Steady-state and non-steady-state measurements of plasma glutamine turnover in humans.

To compare steady-state glutamine turnover using nitrogen, carbon, and hydrogen tracers and to test the validity of monocompartmental equations to determine plasma glutamine turnover under non-steady-state conditions, we infused 10 normal postabsorptive volunteers simultaneously with [3,4-3H]glutamine, [2-15N]glutamine, and [U-14C]glutamine for 4 h to isotopic steady state. Eight of the ten subjects were subsequently infused in a stepwise fashion with exogenous glutamine. Plasma glutamine enrichment and specific activities fit a monoexponential model well (r = 0.89, 0.92, and 0.92 for [2-15N]-, [U-14C]-, and [3,4-3H]glutamine, respectively). Volumes of distribution for each tracer (362 +/- 58, 433 +/- 51, and 446 +/- 63 ml/kg) and the transfer rate constants (0.0224 +/- 0.0020, 0.0222 +/- 0.0020, and 0.0240 +/- 0.0023 min(-1)) for [2-15N]-, [U-14C]-, and [3,4-3H]glutamine, respectively, were not significantly different from one another.
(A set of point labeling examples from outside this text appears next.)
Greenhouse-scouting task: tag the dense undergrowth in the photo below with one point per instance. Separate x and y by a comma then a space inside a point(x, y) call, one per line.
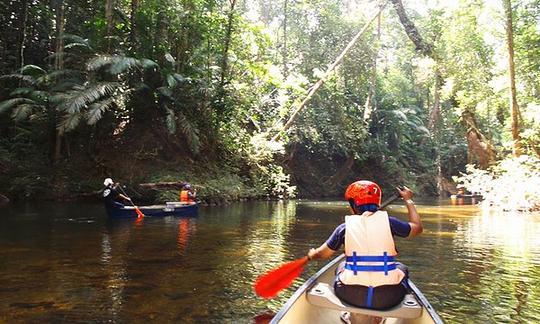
point(511, 184)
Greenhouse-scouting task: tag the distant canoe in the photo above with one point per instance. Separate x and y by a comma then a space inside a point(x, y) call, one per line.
point(315, 302)
point(169, 209)
point(466, 196)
However, turnover of glutamine determined with [3,4-3H]glutamine (6.14 +/- 0.54 micromol x kg(-1) x min(-1)) exceeded that determined with [U-14C]glutamine (5.72 +/- 0.541 micromol x kg(-1) x min(-1); P < 0.03), which in turn exceeded that determined with [2-15N]glutamine (4.67 +/- 0.39 micromol x kg(-1) x min(-1), P < 0.01). The monocompartmental non-steady-state equations of both DeBodo et al. (DeBodo, R., R. Steele, A. Dunn, and J. Bishop. Rec. Prog. Horm. Res. 19: 445-448, 1963) and Finegood et al. (Finegood, D., R. Bergman, and M. Vranic. Diabetes 36: 914-924, 1987) yielded acceptable approximations of predicted rates of glutamine plasma appearance with deviations from predicted rates from 0.2 to 1.6% (Finegood et al.) and from 0.1 to 8.2% (DeBodo et al.). Use of a 0.75 pool fraction most closely approximated predicted rates.